10. La Conférence constate que les dispositions de l'article 9, paragraphe 4, de l'Accord concernent le cas où l'accouchement a lieu sur le territoire de l'une des deux Parties Contractantes au titre des législations desquelles l'application de cet article ouvrirait droit, pour un batelier rhénan ou un membre de sa famille, aux prestations de maternité.
11. La Conférence constate que, pour l'application des dispositions de l'article 9, paragraphe 5 et de l'article 11, paragraphe 4, de l'Accord, compte tenu de l'annexe B, seule l'assurance auprès des caisses de maladie reconnues, au sens de la loi fédérale suisse du 13 juin 1911 modifiée, peut être prise en considération.
12. La Conférence est d'avis que les législations dont il est question à l'article 10, paragraphe 3, de l'Accord comprennent les dispositions relatives au règlement des litiges.
13. En ce qui concerne l'assurance-invalidité et l'assurance-vieillesse et survivants de la législation suisse, la Conférence
constate que les droits et obligations d'un batelier rhénan, sauf en cas d'application des dispositions de l'article 15, paragraphe 2, de l'Accord, sont définis exclusivement selon l'accord bilatéral qui lui est applicable ou selon la convention relative au statut des réfugies.
14. En adoptant le chapitre 5 de l'Accord, concernant le chômage, la Conférence constate que les dispositions relatives aux prestations de chômage, prévues par les accords ou règlements liant deux ou plusieurs Parties Contractantes, sont applicables aux bateliers rhénans, pour autant qu'elles ne portent pas atteinte aux dispositions de l'Accord.
15. La Conférence constate que "les règles nationales" dont il est question à l'article 28, paragraphe 3, alinéa e), de l'Accord concernent les règles applicables à l'organisme débiteur de prestations.
16. La Conférence, se référant notamment aux dispositions de l'article 29, paragraphe 2, de l'Accord, confirme que l'absence de mention relative aux régimes spéciaux de sécurité sociale des Parties Contractantes, dans l'annexe B à l'Accord, ne signifie pas que de tels régimes ne doivent pas être pris en considération pour l'application de cet Accord.

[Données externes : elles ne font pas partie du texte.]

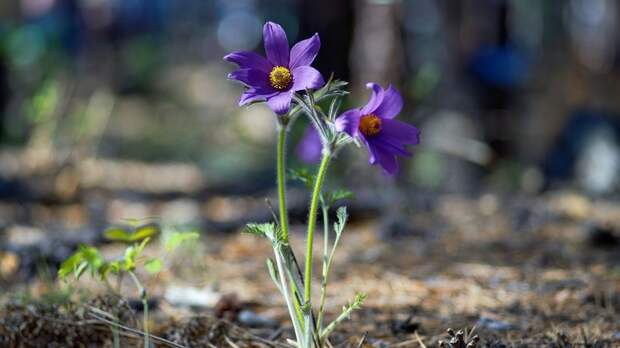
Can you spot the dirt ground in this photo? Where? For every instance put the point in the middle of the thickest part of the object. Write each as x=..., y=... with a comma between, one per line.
x=517, y=271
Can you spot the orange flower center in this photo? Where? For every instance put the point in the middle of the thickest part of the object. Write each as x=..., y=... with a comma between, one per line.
x=280, y=77
x=370, y=124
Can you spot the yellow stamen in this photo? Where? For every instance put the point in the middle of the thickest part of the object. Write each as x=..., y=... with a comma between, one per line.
x=370, y=124
x=280, y=77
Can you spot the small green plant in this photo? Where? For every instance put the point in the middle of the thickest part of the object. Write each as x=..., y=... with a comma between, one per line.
x=88, y=259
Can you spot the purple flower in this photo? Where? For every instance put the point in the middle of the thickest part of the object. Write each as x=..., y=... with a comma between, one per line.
x=282, y=73
x=375, y=125
x=310, y=147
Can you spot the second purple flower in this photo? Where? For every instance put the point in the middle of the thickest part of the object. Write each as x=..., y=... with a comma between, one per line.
x=375, y=125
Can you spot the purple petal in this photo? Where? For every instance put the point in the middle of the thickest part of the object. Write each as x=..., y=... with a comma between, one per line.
x=310, y=147
x=349, y=122
x=304, y=52
x=306, y=77
x=251, y=60
x=252, y=95
x=276, y=44
x=251, y=77
x=391, y=104
x=383, y=157
x=390, y=145
x=400, y=131
x=280, y=102
x=375, y=98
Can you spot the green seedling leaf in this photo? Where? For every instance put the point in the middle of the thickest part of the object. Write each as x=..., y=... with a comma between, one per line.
x=109, y=267
x=177, y=238
x=153, y=265
x=342, y=216
x=71, y=264
x=130, y=234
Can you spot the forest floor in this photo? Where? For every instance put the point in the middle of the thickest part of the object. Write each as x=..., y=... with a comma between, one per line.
x=517, y=271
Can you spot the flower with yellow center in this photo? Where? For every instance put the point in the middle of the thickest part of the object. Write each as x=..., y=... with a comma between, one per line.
x=370, y=125
x=280, y=78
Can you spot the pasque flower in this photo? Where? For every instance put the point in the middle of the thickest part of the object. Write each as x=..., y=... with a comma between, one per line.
x=274, y=79
x=375, y=126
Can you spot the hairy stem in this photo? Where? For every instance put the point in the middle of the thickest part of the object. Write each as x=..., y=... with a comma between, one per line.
x=314, y=203
x=325, y=212
x=281, y=173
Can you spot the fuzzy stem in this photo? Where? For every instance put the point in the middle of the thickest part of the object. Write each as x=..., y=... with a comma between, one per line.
x=281, y=173
x=314, y=203
x=325, y=211
x=287, y=298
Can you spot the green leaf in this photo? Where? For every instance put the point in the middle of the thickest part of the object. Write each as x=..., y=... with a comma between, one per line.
x=342, y=216
x=267, y=230
x=109, y=267
x=153, y=265
x=175, y=239
x=130, y=234
x=117, y=234
x=70, y=264
x=339, y=195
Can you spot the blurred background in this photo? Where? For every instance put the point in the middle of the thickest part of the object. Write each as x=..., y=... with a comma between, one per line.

17. La Conférence donne acte au représentant de la Commission centrale pour la navigation du Rhin des déclarations suivantes :
Le représentant de la Commission centrale pour la navigation du Rhin considère que, en ce qui concerne notamment les articles 4, 6, 15, 27, 32, 33 et 37 de l'Accord, la faculté laissée par certains articles aux Parties Contractantes de modifier les textes auxquels se réfère l'Accord, ou de leur substituer, totalement ou partiellement, d'autres arrangements, ne fait pas obstacle à l'appréciation par la Commission centrale pour la navigation du Rhin de la conformité des nouvelles dispositions en résultant avec le statut international du Rhin, en ce qui concerne notamment l'égalité de traitement, en vue de leur application sur le fleuve, et que, dans des cas mineurs, cette appréciation peut être demandée d'abord au Centre administratif.
D'autre part, le représentant de la Commission centrale pour la navigation du Rhin est d'avis que les dispositions de l'article 39, paragraphe 4, de l'Accord prévoyant que :
"le secrétaire chargé du secrétariat du Centre administratif est désigné par accord entre le Centre administratif et la Commission centrale pour la navigation du Rhin"
ne font pas obstacle à la désignation d'une seule personne pour assurer ce service, ainsi que d'autres tâches, si la situation matérielle le permet.